If we choose (a) and (ii) we DO have to modify our mining timing rules. To support (ii) we would need to allow for mining -- not just syncing -- with relaxed timing conditions, otherwise nodes would take an entire block time to mine a backdated block and would never catch up to the future.
Nodes are constrained by the time it takes to mine which will likely be a significant portion of block time due to election post bottlenecks.  To catch up to the epoch boundaries nodes must cut time waiting to receive other nodes' blocks before mining.  This inevitably leads to a greater number of forks in the recovery chain.
(ii) might not be enough

A greater number of forks during recovery in (ii) puts the honest participants running recovery at a relative disadvantage to a coordinated adversary running its own malicious recovery chain after restart (using an argument along the same lines as the GHOST paper's argument).

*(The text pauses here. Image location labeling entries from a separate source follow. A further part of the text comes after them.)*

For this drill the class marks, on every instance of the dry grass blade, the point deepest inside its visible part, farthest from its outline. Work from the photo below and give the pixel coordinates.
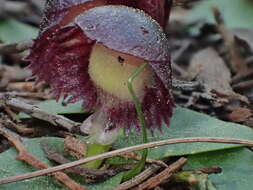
(162, 176)
(25, 156)
(123, 151)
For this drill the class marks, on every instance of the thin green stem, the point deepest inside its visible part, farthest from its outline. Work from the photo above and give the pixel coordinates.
(140, 165)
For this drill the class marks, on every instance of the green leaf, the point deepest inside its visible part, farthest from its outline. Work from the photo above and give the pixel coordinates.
(187, 123)
(237, 168)
(236, 14)
(9, 166)
(54, 107)
(13, 31)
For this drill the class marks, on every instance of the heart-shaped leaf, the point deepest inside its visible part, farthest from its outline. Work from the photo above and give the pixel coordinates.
(236, 164)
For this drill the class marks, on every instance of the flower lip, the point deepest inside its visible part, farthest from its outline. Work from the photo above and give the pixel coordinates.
(129, 31)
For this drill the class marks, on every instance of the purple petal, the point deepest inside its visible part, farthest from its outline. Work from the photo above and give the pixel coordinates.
(129, 31)
(60, 57)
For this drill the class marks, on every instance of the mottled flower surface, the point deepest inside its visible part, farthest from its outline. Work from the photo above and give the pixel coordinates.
(88, 49)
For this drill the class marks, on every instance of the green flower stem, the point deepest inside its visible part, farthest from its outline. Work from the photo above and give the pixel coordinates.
(140, 165)
(95, 149)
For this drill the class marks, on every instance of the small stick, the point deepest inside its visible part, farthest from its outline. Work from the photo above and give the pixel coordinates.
(139, 178)
(54, 155)
(162, 176)
(124, 151)
(12, 115)
(135, 156)
(20, 129)
(56, 120)
(238, 64)
(24, 155)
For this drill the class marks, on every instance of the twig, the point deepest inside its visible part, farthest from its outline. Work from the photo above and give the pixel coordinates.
(186, 85)
(211, 170)
(54, 155)
(237, 62)
(139, 178)
(134, 156)
(162, 176)
(56, 120)
(20, 129)
(24, 155)
(124, 151)
(15, 47)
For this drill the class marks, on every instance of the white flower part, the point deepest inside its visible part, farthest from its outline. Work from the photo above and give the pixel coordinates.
(98, 131)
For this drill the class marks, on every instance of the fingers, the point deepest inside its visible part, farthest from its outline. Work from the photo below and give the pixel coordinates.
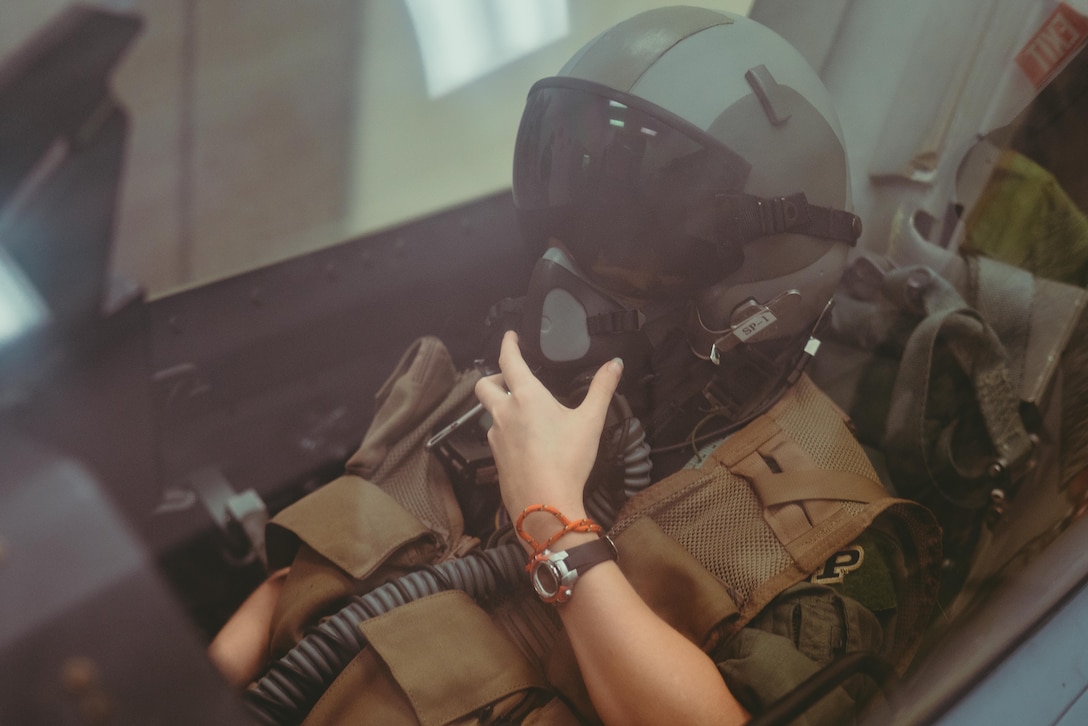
(603, 386)
(515, 369)
(491, 390)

Furthermore a byzantine adversary may not actually halt operation during the chain halt but instead create a private chain and withhold it.  This is even likely if the halt event was triggered by a byzantine actor running a custom implementation patched before the rest of the network.  In this case the election post bottleneck may slow down honest participants enough that the adversary's chain is easily accepted as the heaviest simply because it has a headstart the size of the halt time.

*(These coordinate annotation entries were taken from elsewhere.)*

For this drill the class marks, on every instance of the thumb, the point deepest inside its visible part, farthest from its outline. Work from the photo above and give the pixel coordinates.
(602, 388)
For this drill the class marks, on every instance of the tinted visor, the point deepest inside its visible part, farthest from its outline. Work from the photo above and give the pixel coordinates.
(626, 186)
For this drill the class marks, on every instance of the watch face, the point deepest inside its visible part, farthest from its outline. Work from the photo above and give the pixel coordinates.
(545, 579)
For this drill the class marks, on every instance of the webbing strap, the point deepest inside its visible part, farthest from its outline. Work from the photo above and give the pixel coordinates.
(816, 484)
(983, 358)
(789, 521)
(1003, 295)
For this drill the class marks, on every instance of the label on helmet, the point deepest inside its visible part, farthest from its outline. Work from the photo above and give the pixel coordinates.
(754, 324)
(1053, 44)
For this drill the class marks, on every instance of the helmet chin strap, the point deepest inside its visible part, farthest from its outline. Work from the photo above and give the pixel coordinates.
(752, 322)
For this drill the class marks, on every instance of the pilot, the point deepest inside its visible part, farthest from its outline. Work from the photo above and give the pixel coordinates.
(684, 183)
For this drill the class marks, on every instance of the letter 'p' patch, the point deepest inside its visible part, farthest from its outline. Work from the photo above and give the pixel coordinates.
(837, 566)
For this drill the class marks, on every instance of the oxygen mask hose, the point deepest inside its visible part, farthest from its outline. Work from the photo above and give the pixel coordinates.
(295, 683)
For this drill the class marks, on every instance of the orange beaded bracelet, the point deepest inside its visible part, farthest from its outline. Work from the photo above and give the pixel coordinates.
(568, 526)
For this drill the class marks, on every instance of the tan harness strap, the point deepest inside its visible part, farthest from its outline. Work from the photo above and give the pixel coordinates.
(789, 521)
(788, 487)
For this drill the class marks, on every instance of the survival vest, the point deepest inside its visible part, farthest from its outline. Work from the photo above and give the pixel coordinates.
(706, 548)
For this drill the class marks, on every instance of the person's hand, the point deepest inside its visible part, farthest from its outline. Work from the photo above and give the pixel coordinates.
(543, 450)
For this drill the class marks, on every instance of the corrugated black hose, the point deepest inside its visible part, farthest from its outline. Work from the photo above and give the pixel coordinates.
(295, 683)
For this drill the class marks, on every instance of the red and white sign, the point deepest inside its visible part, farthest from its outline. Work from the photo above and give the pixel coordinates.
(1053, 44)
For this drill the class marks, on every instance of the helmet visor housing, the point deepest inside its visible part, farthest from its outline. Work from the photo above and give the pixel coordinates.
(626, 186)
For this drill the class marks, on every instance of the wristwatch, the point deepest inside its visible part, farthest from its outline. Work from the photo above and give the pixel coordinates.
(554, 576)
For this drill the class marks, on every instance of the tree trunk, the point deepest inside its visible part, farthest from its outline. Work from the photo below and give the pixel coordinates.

All of the above can be costed out with respect to adversary size, recovery mode latency parameters and halt time.  It might not be enough to matter for expected ranges of these values but note that the honest participants are definitely at some disadvantage.
What should we do?


We should analyze (ii) and determine what threat models it works against
It is likely we'll want to launch with some version of recovery mining behind a configuration flag
We will likely want to be ready to deploy heavy handed solutions like (i) when the network does halt in order to be resilient against more significant threat models, particularly if the data causing an outage appears to exist only for the purposes of an exploit
It is important to deploy a fix to a network halt ASAP to mitigate adversary advantage if we opt against solution (i)
Operators should also consider running safety checks on incoming chains during sensitive periods like this that reject blocks that slash them.  This doesn't prevent an adversary from unfairly penalizing a large fraction of miners but does prevent an adversary from evicting the entire power table.

Finally we should not try to replace rule (1) with something else as it won't help us mitigate attacks.